¡Hola, reader! I’m Susana Galilea, founder and sole operator at Accent On Spanish. I’m an accredited English to Spanish translator and copyeditor with over 25 years of expertise in bilingual communications.
I graduated with high honors from Lycée Français de Barcelone, and went on to earn a Diploma in Translation from Escuela Universitaria de Traductores e Intérpretes, a pioneering 3-year program in translation studies at Universitat Autònoma de Barcelona.
My language career began in New York City, where I worked as copyeditor and proofreader for several of the leading translation agencies in the area. For over a decade, I had the opportunity to develop meticulous writing and research skills, while gaining an insider’s knowledge of the translation industry.
Since relocating to Chicago in 2003, I have been a contributor to Revista contratiempo, an arts and culture magazine published in the Windy City. My writings on translation have been featured in trade publications such as The ATA Chronicle and La Linterna del Traductor.

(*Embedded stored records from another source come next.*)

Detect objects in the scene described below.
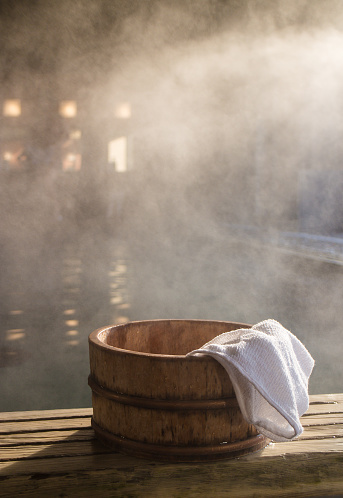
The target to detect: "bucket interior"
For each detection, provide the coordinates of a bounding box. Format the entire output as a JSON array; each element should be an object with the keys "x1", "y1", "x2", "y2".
[{"x1": 98, "y1": 319, "x2": 248, "y2": 356}]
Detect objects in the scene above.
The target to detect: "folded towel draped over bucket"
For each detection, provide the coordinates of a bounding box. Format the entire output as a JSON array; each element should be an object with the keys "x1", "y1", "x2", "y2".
[{"x1": 187, "y1": 319, "x2": 315, "y2": 442}]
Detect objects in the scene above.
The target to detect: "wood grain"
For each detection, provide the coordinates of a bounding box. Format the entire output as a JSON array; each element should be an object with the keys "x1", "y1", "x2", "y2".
[
  {"x1": 0, "y1": 394, "x2": 342, "y2": 497},
  {"x1": 89, "y1": 319, "x2": 265, "y2": 460}
]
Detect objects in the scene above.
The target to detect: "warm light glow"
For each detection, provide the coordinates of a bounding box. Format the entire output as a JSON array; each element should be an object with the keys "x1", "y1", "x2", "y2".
[
  {"x1": 3, "y1": 151, "x2": 13, "y2": 161},
  {"x1": 62, "y1": 153, "x2": 82, "y2": 171},
  {"x1": 115, "y1": 102, "x2": 131, "y2": 119},
  {"x1": 63, "y1": 309, "x2": 76, "y2": 315},
  {"x1": 110, "y1": 296, "x2": 123, "y2": 305},
  {"x1": 108, "y1": 137, "x2": 127, "y2": 172},
  {"x1": 3, "y1": 99, "x2": 21, "y2": 117},
  {"x1": 3, "y1": 145, "x2": 27, "y2": 169},
  {"x1": 59, "y1": 100, "x2": 77, "y2": 118},
  {"x1": 69, "y1": 130, "x2": 82, "y2": 140},
  {"x1": 115, "y1": 316, "x2": 129, "y2": 324},
  {"x1": 6, "y1": 329, "x2": 25, "y2": 341},
  {"x1": 65, "y1": 319, "x2": 79, "y2": 327},
  {"x1": 66, "y1": 330, "x2": 79, "y2": 336},
  {"x1": 65, "y1": 340, "x2": 79, "y2": 346}
]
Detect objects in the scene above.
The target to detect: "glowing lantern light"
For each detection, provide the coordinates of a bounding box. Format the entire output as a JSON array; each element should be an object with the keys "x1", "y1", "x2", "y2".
[
  {"x1": 115, "y1": 102, "x2": 131, "y2": 119},
  {"x1": 3, "y1": 151, "x2": 13, "y2": 161},
  {"x1": 59, "y1": 100, "x2": 77, "y2": 118},
  {"x1": 62, "y1": 153, "x2": 82, "y2": 171},
  {"x1": 3, "y1": 99, "x2": 21, "y2": 117}
]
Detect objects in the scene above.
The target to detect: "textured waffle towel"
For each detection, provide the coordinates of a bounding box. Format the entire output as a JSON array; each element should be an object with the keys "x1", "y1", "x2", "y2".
[{"x1": 187, "y1": 319, "x2": 315, "y2": 442}]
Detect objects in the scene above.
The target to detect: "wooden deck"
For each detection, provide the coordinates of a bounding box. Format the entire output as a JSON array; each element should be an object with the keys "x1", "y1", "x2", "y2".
[{"x1": 0, "y1": 393, "x2": 342, "y2": 497}]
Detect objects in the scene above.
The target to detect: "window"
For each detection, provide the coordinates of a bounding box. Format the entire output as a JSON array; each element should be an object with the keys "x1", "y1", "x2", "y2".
[{"x1": 108, "y1": 137, "x2": 127, "y2": 172}]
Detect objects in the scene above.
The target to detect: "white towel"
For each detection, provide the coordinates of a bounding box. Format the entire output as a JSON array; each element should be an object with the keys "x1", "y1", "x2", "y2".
[{"x1": 187, "y1": 319, "x2": 314, "y2": 442}]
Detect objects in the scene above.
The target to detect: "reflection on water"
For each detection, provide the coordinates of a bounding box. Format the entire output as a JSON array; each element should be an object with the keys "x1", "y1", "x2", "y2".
[
  {"x1": 0, "y1": 229, "x2": 132, "y2": 411},
  {"x1": 0, "y1": 226, "x2": 342, "y2": 411}
]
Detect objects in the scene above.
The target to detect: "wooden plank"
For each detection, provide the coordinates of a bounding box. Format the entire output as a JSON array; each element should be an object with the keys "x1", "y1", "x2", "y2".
[
  {"x1": 1, "y1": 429, "x2": 95, "y2": 446},
  {"x1": 0, "y1": 417, "x2": 91, "y2": 435},
  {"x1": 0, "y1": 394, "x2": 340, "y2": 423},
  {"x1": 1, "y1": 432, "x2": 342, "y2": 469},
  {"x1": 0, "y1": 395, "x2": 342, "y2": 497},
  {"x1": 0, "y1": 445, "x2": 342, "y2": 497},
  {"x1": 0, "y1": 411, "x2": 340, "y2": 437},
  {"x1": 1, "y1": 421, "x2": 341, "y2": 449},
  {"x1": 305, "y1": 400, "x2": 343, "y2": 415},
  {"x1": 0, "y1": 408, "x2": 92, "y2": 422},
  {"x1": 2, "y1": 424, "x2": 342, "y2": 447},
  {"x1": 257, "y1": 437, "x2": 343, "y2": 456},
  {"x1": 0, "y1": 451, "x2": 127, "y2": 477},
  {"x1": 301, "y1": 412, "x2": 343, "y2": 426},
  {"x1": 308, "y1": 393, "x2": 343, "y2": 403},
  {"x1": 300, "y1": 423, "x2": 343, "y2": 439},
  {"x1": 0, "y1": 439, "x2": 112, "y2": 462},
  {"x1": 0, "y1": 394, "x2": 340, "y2": 424},
  {"x1": 1, "y1": 441, "x2": 341, "y2": 476}
]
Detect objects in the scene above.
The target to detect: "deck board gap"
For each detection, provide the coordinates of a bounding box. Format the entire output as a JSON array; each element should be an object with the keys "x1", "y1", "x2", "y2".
[
  {"x1": 0, "y1": 426, "x2": 91, "y2": 436},
  {"x1": 0, "y1": 415, "x2": 92, "y2": 424},
  {"x1": 2, "y1": 449, "x2": 114, "y2": 463}
]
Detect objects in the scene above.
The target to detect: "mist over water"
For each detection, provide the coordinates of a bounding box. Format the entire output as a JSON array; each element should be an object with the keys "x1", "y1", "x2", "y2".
[{"x1": 1, "y1": 1, "x2": 343, "y2": 410}]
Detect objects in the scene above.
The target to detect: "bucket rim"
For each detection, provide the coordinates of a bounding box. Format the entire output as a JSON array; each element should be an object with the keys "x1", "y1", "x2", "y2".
[{"x1": 88, "y1": 319, "x2": 251, "y2": 360}]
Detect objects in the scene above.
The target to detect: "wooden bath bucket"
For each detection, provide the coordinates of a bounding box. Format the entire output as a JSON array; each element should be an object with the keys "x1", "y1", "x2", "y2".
[{"x1": 88, "y1": 319, "x2": 268, "y2": 461}]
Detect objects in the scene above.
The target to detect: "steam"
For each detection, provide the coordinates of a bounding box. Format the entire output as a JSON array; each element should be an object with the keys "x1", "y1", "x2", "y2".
[
  {"x1": 95, "y1": 5, "x2": 343, "y2": 235},
  {"x1": 1, "y1": 1, "x2": 343, "y2": 410}
]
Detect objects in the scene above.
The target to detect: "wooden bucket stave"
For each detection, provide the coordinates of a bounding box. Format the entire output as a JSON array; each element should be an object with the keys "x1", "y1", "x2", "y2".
[{"x1": 88, "y1": 319, "x2": 269, "y2": 461}]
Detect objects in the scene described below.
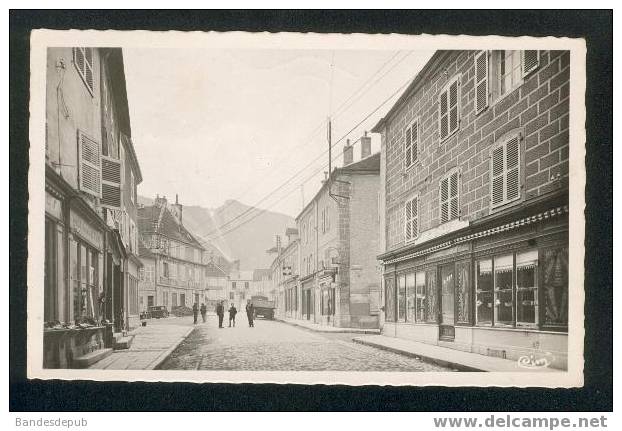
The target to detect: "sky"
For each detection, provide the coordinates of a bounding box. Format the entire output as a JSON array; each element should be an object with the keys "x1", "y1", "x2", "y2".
[{"x1": 123, "y1": 48, "x2": 434, "y2": 218}]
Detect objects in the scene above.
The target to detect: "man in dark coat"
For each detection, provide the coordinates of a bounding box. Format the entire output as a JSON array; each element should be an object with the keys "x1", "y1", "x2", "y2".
[
  {"x1": 200, "y1": 303, "x2": 207, "y2": 323},
  {"x1": 192, "y1": 302, "x2": 199, "y2": 324},
  {"x1": 216, "y1": 301, "x2": 224, "y2": 328},
  {"x1": 245, "y1": 299, "x2": 255, "y2": 327},
  {"x1": 228, "y1": 303, "x2": 237, "y2": 327}
]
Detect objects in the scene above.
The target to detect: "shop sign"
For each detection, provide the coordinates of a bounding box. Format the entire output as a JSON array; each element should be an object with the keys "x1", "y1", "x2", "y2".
[
  {"x1": 45, "y1": 192, "x2": 63, "y2": 220},
  {"x1": 70, "y1": 210, "x2": 103, "y2": 250}
]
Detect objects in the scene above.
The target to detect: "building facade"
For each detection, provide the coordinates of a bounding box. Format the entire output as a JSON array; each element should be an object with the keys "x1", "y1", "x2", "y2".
[
  {"x1": 294, "y1": 139, "x2": 382, "y2": 329},
  {"x1": 373, "y1": 50, "x2": 570, "y2": 369},
  {"x1": 137, "y1": 195, "x2": 207, "y2": 311},
  {"x1": 269, "y1": 229, "x2": 300, "y2": 319},
  {"x1": 44, "y1": 47, "x2": 143, "y2": 368}
]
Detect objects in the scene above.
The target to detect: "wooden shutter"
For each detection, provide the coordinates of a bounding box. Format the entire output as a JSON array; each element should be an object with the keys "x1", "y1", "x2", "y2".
[
  {"x1": 505, "y1": 136, "x2": 520, "y2": 201},
  {"x1": 411, "y1": 119, "x2": 419, "y2": 164},
  {"x1": 73, "y1": 48, "x2": 94, "y2": 94},
  {"x1": 411, "y1": 196, "x2": 418, "y2": 238},
  {"x1": 439, "y1": 90, "x2": 448, "y2": 140},
  {"x1": 405, "y1": 199, "x2": 412, "y2": 241},
  {"x1": 475, "y1": 51, "x2": 489, "y2": 114},
  {"x1": 522, "y1": 50, "x2": 539, "y2": 77},
  {"x1": 449, "y1": 171, "x2": 459, "y2": 220},
  {"x1": 440, "y1": 177, "x2": 449, "y2": 223},
  {"x1": 491, "y1": 145, "x2": 505, "y2": 207},
  {"x1": 405, "y1": 125, "x2": 412, "y2": 168},
  {"x1": 448, "y1": 80, "x2": 459, "y2": 134},
  {"x1": 101, "y1": 155, "x2": 122, "y2": 209},
  {"x1": 77, "y1": 130, "x2": 101, "y2": 197}
]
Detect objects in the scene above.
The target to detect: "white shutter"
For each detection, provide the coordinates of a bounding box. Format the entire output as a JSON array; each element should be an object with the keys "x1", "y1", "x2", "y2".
[
  {"x1": 440, "y1": 177, "x2": 449, "y2": 224},
  {"x1": 77, "y1": 130, "x2": 101, "y2": 197},
  {"x1": 411, "y1": 196, "x2": 418, "y2": 238},
  {"x1": 505, "y1": 136, "x2": 521, "y2": 201},
  {"x1": 73, "y1": 48, "x2": 94, "y2": 94},
  {"x1": 522, "y1": 50, "x2": 539, "y2": 77},
  {"x1": 449, "y1": 171, "x2": 459, "y2": 220},
  {"x1": 491, "y1": 146, "x2": 505, "y2": 207},
  {"x1": 101, "y1": 155, "x2": 122, "y2": 209},
  {"x1": 405, "y1": 199, "x2": 412, "y2": 241},
  {"x1": 475, "y1": 51, "x2": 489, "y2": 114}
]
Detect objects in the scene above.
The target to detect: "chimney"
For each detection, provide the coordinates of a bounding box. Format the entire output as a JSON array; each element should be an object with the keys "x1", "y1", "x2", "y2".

I have experienced the magical properties of language since before I existed. After all, it was my Spanish father’s desire to spruce up his conversational French skills that led him to meet my mom, a young mademoiselle visiting Spain for the holidays.
Growing up in Barcelona, my siblings and I were fully bilingual from day one, effortlessly switching between French and Spanish as each situation required. I grew up with the intimate understanding that attached to each language is a lively universe of culture, tradition, and even temperament.
As a translator in training, I learned that all those factors needed to be grappled with when conveying a message from one cultural mindset to another.
During my years in translation school, I immersed myself in new languages (hello, English! ciao, Italian!), and my world became even livelier. The realm of patterns, rhythm and meaning held endless fascination for me, and I voraciously examined any bilingual content I came across—record liner notes, translated poetry, subtitled movies…
To this day, I can trace my aversion to subtitling snafus to a viewing of Visconti’s classic film Death in Venice. On the big screen, a vendor is hollering “Fragole!” (Italian for strawberries) as he walks the beach carrying a basket of berries—a scene of lyrical beauty wrecked by subtitles that had him yelling “¡Frijoles!”(Spanish for…beans!).
Cut to New York City circa 1986.
I’m reviewing a translation about vintage bed furnishings, and my dictionary is proving useless with the old-timey terminology. There is no Internet, no social media, no peer forums to turn to. Translation projects are delivered in hard copy by a squadron of bike messengers zooming at breakneck speed up and down the avenues, decked in colorful spandex.
At a total loss, I decide to place a long-distance call to my Spanish grandmother for an informal consult. Sure enough, my yaya knows the right answer and gets me out of a bind from across an ocean.
In today’s digital environment, a targeted online search would have likely done the trick. What has not changed is my readiness to tackle a linguistic challenge, no matter how intricate the task.
Translation is a journey over a sea from one shore to the other. Sometimes I think of myself as a smuggler: I cross the frontier of language with my booty of words, ideas, images, and metaphors.